Long-intergenic non-coding RNA for kinase activation promotes non-small cell lung cancer stemness by modulating heterogeneous nuclear ribonucleoprotein K localization-dependent beta-catenin stability.

Cancer stemness is a critical determinant of tumor progression and poor prognosis in non-small cell lung cancer (NSCLC), however, the mechanisms by how long noncoding RNAs (lncRNAs) regulate stemness-associated signaling pathways remain incompletely understood. Here, we identify long-intergenic non-coding RNA for kinase activation (LINK-A) as a key regulator of NSCLC stemness that is markedly upregulated in tumor tissues and serum. Functional analyses demonstrate that LINK-A enhances cancer stem-like properties and accelerates tumor growth in vivo. Mechanistically, LINK-A predominantly localizes to the cytoplasm, where it binds to the RNA-binding protein heterogeneous nuclear ribonucleoprotein K (hnRNPK) and promotes its cytoplasmic retention. Cytoplasmic hnRNPK associates with beta-catenin (β-catenin) and the deubiquitinase ubiquitin carboxyl-terminal hydrolase 9× (USP9X), preventing β-catenin ubiquitination and subsequently enhancing Wnt/β-catenin signaling.

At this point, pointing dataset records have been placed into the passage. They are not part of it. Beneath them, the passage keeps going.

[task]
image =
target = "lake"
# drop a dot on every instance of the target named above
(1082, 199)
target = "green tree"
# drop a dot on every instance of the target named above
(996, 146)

This activation induces the transcription of Nanog homeobox (NANOG) and POU class 5 homeobox 1 (POU5F1/OCT4), thereby sustaining NSCLC stemness. Collectively, these findings identify a previously unrecognized LINK-A/hnRNPK/USP9X/β-catenin signaling axis and highlight LINK-A as a potential biomarker and therapeutic target for NSCLC.